额间、眼角、嘴角的细微纹路,在昏暗的油灯下若隐若现,肤色也显得更加粗糙暗沉,仿佛一个二十五六岁、在工坊操劳了数年的匠人。
很好。
他心中满意。
这只是初步的改变,极其细微,若非朝夕相处或刻意观察,很难察觉。
但日积月累,水滴石穿。
他仔细清洗掉脸上残余的药膏,感受着皮肤下内力流转带来的微麻感。
药力会持续渗透,配合他每日细微的肌肉控制,这种“操劳感”
会逐渐稳固下来。
第二天清晨,林长生如同往常一样早起。
洗漱时,他对着水盆的倒影,再次运用内力,将昨晚塑造的“操劳”
痕迹稳固加深了一分。
动作自然流畅,仿佛只是习惯性地揉了揉眉心。
当他走进丙字工坊时,老王头正蹲在炉前生火,抬头瞥了他一眼,随口道:“来了?今天气色咋不太好?”
林长生脚步微顿,脸上露出恰到好处的“疲惫”
笑容:“还行,就是昨晚……好像没太睡好。

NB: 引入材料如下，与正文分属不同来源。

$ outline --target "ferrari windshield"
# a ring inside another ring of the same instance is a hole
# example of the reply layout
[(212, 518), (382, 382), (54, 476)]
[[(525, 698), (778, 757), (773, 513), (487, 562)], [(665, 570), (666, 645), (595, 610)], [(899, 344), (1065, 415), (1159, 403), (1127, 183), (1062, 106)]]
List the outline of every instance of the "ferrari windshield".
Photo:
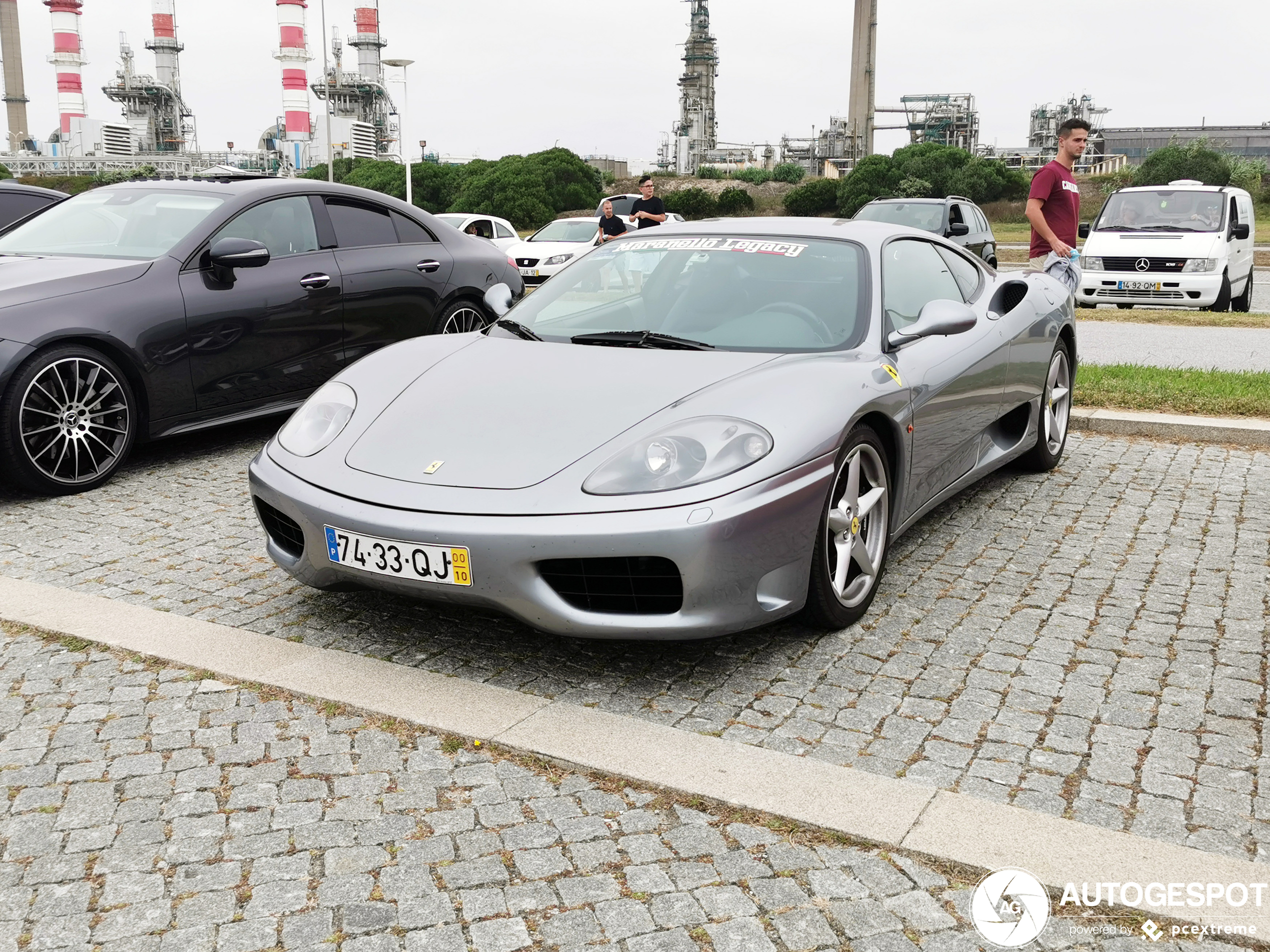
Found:
[(530, 235), (526, 241), (591, 241), (599, 226), (594, 218), (560, 218)]
[(149, 260), (168, 254), (222, 203), (171, 189), (86, 192), (0, 237), (0, 255)]
[(870, 202), (859, 212), (861, 221), (884, 221), (907, 225), (911, 228), (941, 232), (944, 230), (942, 202)]
[(1097, 231), (1220, 231), (1222, 207), (1220, 192), (1116, 192), (1102, 206)]
[(554, 341), (652, 331), (726, 350), (834, 350), (867, 331), (866, 274), (848, 241), (631, 236), (579, 258), (507, 316)]

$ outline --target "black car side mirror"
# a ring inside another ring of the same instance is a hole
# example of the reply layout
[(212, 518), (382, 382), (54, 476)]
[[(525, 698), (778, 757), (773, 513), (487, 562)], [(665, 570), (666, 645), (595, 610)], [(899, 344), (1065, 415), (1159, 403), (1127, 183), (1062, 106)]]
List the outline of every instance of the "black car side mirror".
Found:
[(251, 239), (221, 239), (208, 255), (213, 268), (263, 268), (269, 263), (269, 249)]

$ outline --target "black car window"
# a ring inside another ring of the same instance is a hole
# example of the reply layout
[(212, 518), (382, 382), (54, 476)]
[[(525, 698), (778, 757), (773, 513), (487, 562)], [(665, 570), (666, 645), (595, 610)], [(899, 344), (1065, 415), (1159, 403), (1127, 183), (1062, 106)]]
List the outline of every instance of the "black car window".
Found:
[(892, 241), (881, 255), (883, 308), (892, 327), (913, 324), (931, 301), (961, 301), (952, 272), (930, 241)]
[(952, 278), (956, 281), (958, 287), (961, 288), (961, 296), (966, 301), (973, 300), (974, 293), (979, 289), (979, 269), (970, 264), (964, 255), (959, 255), (950, 248), (939, 248), (936, 250), (944, 258), (949, 270), (952, 272)]
[(400, 212), (392, 212), (392, 223), (398, 230), (398, 241), (403, 245), (425, 245), (437, 240), (419, 222)]
[(335, 240), (340, 248), (366, 248), (367, 245), (395, 245), (396, 228), (387, 211), (328, 198), (326, 211), (335, 227)]
[(245, 237), (269, 249), (269, 258), (287, 258), (318, 250), (318, 228), (314, 227), (309, 199), (274, 198), (248, 208), (212, 236)]

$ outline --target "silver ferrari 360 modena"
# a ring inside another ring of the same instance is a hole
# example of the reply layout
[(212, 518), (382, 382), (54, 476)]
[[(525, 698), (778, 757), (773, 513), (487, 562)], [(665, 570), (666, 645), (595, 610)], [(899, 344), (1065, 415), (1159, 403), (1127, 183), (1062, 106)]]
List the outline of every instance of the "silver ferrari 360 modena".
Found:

”
声音也带上一丝不易察觉的沙哑。
老王头“嗯”
了一声,没太在意,继续低头鼓捣炉火:“年轻人,少想些有的没的,踏实干活。”
“是,王师傅。”
林长生应道,走到自己的位置,拿起大锤开始擦拭。
工坊里其他匠工陆续到来。
一个相熟的年轻匠工凑过来,拍了拍他的肩膀:“哎,陈铁,昨晚干啥去了?瞧你这脸色,比昨天差了点啊?是不是想媳妇了?”
语气带着调侃。
林长生微微低头,脸上适时地露出一丝“窘迫”
:“没……没有的事。
就是……可能有点累着了。”
“哈哈,我就说嘛!
咱们这活,铁打的汉子也熬不住!”
那匠工大笑起来,“悠着点干!
别学老王头,一把年纪了还这么拼!”
老王头在一旁没好气地哼了一声。
林长生憨厚地笑了笑,没再说话,拿起工具开始干活。
他刻意调整了呼吸节奏,让气息显得不那么悠长平稳,偶尔在挥锤间隙,会微不可察地轻咳一声,或者抬手揉一揉眉心,仿佛在缓解疲惫。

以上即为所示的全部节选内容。